Lets compare relative performance of MultiBeam and AstroPulse on different hardware.
Comparison should not include any credits-based metric (cause credit awarding screwed and not reflect performance anymore IMO).
So I chose another metric for comparison: sum of elapsed time for PGv7 set divided by time for Clean01 task.

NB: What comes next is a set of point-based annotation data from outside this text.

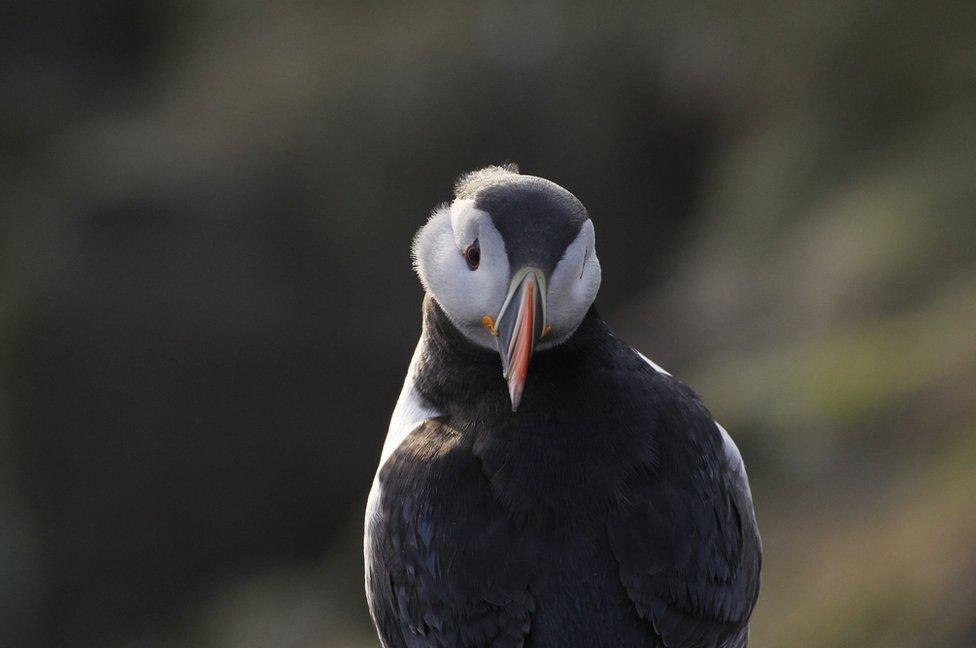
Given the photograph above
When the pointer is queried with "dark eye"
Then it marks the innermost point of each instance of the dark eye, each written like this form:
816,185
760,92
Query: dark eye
473,255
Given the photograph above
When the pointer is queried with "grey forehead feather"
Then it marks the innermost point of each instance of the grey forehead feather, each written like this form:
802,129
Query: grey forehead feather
468,184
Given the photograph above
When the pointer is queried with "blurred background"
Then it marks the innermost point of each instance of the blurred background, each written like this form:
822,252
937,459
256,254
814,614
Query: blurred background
207,305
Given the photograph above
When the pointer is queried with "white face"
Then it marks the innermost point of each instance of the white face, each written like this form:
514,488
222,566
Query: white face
467,295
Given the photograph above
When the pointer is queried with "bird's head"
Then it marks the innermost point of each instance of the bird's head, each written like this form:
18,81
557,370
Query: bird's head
512,263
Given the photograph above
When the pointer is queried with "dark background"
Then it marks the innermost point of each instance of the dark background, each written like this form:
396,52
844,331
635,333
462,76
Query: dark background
207,305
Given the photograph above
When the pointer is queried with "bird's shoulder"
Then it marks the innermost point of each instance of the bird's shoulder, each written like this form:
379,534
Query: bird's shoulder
682,527
445,567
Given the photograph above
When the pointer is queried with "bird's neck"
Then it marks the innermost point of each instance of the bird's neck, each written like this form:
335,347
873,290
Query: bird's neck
465,379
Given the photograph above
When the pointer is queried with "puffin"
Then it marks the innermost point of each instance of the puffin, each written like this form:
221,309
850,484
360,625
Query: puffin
542,483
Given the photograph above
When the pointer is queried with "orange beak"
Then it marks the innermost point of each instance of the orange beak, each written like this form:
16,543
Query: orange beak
519,331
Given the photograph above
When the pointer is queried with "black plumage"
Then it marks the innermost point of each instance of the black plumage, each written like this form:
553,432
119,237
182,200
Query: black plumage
607,512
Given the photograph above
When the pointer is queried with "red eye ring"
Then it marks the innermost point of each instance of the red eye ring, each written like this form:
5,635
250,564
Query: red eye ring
472,255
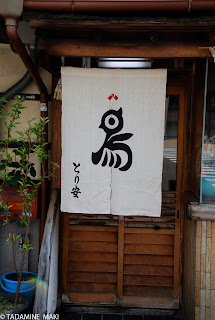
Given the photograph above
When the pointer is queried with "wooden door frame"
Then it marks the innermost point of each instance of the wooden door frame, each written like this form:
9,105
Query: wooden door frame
180,87
176,87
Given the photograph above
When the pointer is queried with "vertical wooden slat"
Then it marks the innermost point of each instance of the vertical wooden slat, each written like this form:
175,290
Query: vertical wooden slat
120,258
65,254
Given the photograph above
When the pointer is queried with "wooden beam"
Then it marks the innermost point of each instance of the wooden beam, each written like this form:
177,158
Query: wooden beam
204,212
84,48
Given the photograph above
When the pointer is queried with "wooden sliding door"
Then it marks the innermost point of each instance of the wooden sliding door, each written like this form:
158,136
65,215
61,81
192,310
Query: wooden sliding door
132,261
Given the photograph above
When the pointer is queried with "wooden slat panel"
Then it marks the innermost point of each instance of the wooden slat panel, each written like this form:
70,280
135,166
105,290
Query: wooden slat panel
93,256
147,231
148,270
148,280
92,287
150,302
93,228
92,266
93,246
149,260
149,239
77,297
92,277
149,249
148,291
93,236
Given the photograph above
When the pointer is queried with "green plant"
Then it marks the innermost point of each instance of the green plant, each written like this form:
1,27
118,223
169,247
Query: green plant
28,143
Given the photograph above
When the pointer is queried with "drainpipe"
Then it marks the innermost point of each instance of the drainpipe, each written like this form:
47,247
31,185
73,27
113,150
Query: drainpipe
24,81
119,5
11,29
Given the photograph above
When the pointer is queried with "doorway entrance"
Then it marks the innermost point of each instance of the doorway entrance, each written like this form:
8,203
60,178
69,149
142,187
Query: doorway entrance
132,261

Such number doesn't mean anything for single device, but comparing such numbers between devices one could say wich device better suitable for wich application.
The more number is the relatively faster is AstroPulse processing on device.
IMHo it would be interesting to compare such numbers between different CPUs and GPUs to understand what better to crunch on what, not involving credits or RAC into consideration.
[ADDON: surely it's quite simplified metric so it's only some estimation, only quite big difference in numbers for different devices could make any sense and lead to some conclusions. For now this metric omits AP blanking, relative CPU usage for GPU apps, change in performance on fully loaded multicore CPU and so on. For each app best available app will be used with current production settings (not the best possible but chosen as best at given time)]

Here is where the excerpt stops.